You’d think that a TV program called “I Survived a Japanese Game Show” just has to stink. Thanks to You Tube and the Internet, and even tawdry shows on Spike TV like MXC (with those cheesy voiceovers), we have a basic idea of what these game shows are: boisterous, screaming crowds, over-the-top hosts and contestants performing all sorts of humiliating tasks to try and score cash and prizes.
There was even a “Simpsons” episode about this several years ago. Homer and family fly to Tokyo and commit all the worst and base cultural faux pas relative to the Land of the Rising Sun. Out of money, they go to work at a sardine factory, but are then transported to the set of a noisy Japanese game show, where they perform stunts so unbelievable that, well, they belong in a cartoon.
The conceit of the show is quickly revealed by the young host, Tony Sano, who speaks both Japanese and English. They are on a reality show and the winner will receive $250,000. What they still don’t know is that on the following day they will, Simpsons-style, be flung on to the stage of a Japanese game show called “Majide” (which is roughly translated as “You Must Be Crazy”), where they will be forced to perform elaborate physical stunts to win rewards and hopefully not be eliminated. So you have a show-within-a-show. The contestants seem genuinely stunned to be on the “real” game show that is filming at Toho Studios, as if they are guinea pigs on display, ready to be teased by the loud but hilarious host Romu Kanda. It’s not just the stunts that are humiliating, but Kanda rouses the young crowd by talking behind the Americans’ backs.
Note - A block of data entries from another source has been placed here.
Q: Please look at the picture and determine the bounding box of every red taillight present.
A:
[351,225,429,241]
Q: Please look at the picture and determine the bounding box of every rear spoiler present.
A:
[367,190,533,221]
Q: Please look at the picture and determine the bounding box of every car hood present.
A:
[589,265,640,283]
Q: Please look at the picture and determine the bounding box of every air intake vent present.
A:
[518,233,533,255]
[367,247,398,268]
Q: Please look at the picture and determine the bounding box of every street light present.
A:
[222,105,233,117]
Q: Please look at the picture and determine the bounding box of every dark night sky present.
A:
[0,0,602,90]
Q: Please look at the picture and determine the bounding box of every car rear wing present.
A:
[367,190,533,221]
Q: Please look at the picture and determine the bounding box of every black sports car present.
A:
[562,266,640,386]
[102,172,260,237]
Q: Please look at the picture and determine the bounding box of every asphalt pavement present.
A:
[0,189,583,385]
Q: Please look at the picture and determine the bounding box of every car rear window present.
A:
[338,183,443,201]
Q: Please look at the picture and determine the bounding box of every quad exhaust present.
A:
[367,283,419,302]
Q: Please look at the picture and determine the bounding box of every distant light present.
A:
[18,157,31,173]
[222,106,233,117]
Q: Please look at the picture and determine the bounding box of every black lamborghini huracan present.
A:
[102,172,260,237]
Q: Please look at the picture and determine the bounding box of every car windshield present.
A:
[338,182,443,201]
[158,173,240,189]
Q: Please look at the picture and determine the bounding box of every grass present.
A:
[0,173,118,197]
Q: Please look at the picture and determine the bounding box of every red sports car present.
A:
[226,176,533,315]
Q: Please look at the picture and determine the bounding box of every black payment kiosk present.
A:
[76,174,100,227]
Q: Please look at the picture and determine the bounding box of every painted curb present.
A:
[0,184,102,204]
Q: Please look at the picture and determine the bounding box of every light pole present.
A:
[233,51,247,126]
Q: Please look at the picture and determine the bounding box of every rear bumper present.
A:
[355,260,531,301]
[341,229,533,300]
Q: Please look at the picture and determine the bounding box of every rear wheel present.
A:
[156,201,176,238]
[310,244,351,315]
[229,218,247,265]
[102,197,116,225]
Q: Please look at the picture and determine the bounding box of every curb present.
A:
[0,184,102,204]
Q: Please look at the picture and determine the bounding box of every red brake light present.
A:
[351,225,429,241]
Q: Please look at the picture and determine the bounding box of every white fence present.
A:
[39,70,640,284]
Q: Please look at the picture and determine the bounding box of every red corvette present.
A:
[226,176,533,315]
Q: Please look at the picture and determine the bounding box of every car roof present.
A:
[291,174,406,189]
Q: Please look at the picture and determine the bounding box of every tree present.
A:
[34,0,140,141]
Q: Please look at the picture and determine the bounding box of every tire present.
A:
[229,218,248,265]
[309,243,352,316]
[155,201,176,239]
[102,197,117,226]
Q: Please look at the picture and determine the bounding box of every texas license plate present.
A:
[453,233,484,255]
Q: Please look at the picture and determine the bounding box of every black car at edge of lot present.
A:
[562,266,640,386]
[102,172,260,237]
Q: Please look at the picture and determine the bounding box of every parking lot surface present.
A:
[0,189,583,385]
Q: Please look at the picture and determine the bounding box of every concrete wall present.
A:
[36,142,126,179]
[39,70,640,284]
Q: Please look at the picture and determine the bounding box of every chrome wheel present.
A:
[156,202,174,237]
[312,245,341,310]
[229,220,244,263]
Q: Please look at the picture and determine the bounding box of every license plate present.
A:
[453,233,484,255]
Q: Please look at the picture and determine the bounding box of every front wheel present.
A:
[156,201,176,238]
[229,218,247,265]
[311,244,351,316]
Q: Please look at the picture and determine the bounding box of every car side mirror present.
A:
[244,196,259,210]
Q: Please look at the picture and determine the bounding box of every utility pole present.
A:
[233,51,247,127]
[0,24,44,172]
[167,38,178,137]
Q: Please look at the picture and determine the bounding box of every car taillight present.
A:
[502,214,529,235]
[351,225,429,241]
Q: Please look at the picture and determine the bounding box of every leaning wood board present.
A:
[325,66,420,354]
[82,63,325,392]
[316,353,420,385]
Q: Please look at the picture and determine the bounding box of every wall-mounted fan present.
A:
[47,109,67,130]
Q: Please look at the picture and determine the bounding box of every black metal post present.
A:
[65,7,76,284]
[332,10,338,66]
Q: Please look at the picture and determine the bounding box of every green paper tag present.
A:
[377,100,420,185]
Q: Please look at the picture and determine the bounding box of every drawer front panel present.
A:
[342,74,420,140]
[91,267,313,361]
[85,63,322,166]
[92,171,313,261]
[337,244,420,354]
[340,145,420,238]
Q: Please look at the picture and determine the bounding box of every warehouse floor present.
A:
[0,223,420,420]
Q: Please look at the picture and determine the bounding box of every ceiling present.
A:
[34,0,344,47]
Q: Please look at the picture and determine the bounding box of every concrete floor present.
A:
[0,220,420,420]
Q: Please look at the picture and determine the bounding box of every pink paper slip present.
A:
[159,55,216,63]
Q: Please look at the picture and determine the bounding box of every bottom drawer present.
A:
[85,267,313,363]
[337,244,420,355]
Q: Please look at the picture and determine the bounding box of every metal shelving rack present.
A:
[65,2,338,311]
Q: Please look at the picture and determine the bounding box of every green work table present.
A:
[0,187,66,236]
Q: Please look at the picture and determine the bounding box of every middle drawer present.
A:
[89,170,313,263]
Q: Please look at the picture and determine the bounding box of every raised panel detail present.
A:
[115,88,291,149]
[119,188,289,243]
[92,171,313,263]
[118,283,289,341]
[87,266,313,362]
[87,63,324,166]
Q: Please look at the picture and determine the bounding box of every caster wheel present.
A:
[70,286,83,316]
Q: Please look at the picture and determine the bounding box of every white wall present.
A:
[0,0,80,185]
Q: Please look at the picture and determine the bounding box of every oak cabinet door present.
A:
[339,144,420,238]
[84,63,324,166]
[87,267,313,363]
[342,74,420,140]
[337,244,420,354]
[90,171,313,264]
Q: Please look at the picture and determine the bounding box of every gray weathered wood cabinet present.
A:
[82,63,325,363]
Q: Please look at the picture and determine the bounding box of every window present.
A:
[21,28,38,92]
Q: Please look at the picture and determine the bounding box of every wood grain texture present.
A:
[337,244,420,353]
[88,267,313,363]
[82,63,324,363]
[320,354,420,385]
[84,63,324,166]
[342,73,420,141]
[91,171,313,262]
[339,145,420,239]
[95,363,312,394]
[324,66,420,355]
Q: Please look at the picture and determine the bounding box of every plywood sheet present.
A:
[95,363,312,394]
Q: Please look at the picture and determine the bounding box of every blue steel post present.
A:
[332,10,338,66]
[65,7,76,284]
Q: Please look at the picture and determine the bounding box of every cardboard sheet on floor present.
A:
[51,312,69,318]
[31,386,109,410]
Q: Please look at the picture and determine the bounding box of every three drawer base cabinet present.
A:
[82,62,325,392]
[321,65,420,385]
An insult here and there –yes, it’s priceless and Kanda’s timing is impeccable. Oh wait, now it’s time for the “green monkey” team to suit up. You see, the guy at the top of the giant treadmill has to eat as many mochi balls from his teammates’ helmets as said teammate runs in place before falling into a sandbox full of flour. There is even a black-suited judge there to make sure he swallows completely (“It tastes like putty!”).
Soon, it becomes clear that the physical stunts and the game show itself are actually not the most compelling aspects of “I Survived a Japanese Game Show” Dress up as a giant fly and hurl yourself on to a wall and score target points? No. This show gains its points by striving to not be a typical American TV show, one that over-explains what is happening (“Coming Up!”) with oily hosts or D-list celebrities. Rather, this is an American-Japanese co-production, with both staffs working to create a pretty seamless cultural experience. How often do you see English subtitles on prime-time TV –for some snide comments made in Japanese? The hayseed Americans find Japan “thrilling” and “can’t wait” to see Tokyo but are quickly repelled by the dried fish and sake, part of the food spread laid out for them at their house in the crowded Tokyo ‘burbs. Like the Simpsons, they are blown away by the electronic toilet with a remote control (“Make it flush!”), and you sort of expect that the lumpy Homer look-a-like is going to smash through the shoji screens by mistake. There is even a Mama-san of the house, a tiny, feisty woman dressed in an apron that barks orders to the contestants to take off their shoes (of course!) and generally hurries them up all the time. OK, so perhaps this is pushing some unflattering stereotypes of Japanese women, but I happen to think that Mama-san will emerge as the breakout star of this show. With her squeaky but firm voice bellowing, and certainly not being very friendly, we see ourselves both admiring her spunk and her impatience with people who have to struggle to learn a culture and somehow withstand each other. Mama-san knows these Americans have a game show to attend to, but she isn’t there to be the nurturing, supportive type, the shoulder to cry on. Nor would we want her to.
Lisa Katayama, in her blog, TokyoMango, takes “I Survived” to task for over-dramatizing Japanese culture and that, if anything, it only shows Japanese humor at a surface level. She misses the point. Given the low-brow nature of “I Survived”, it is not necessarily meant for Nipponophiles, and those who have grown up in Japan and, like Katayama, try to criticize the fact that rickshaws used by the losers are arcane and not, as the show claims, a “popular” form of transportation. Indeed, they forget what kind of show this is. This isn’t PBS; it’s summer filler-time at ABC. Architecture during the Meiji Restoration this is not. We have a harmless TV show in which average Americans look silly and pushy, make dumb remarks and by living in a country as different from the US as you can get, somehow realize that they have to adapt somehow. Isn’t this what reality shows are all about anyways? Watch out for Mama-san, though, and please take off your shoes.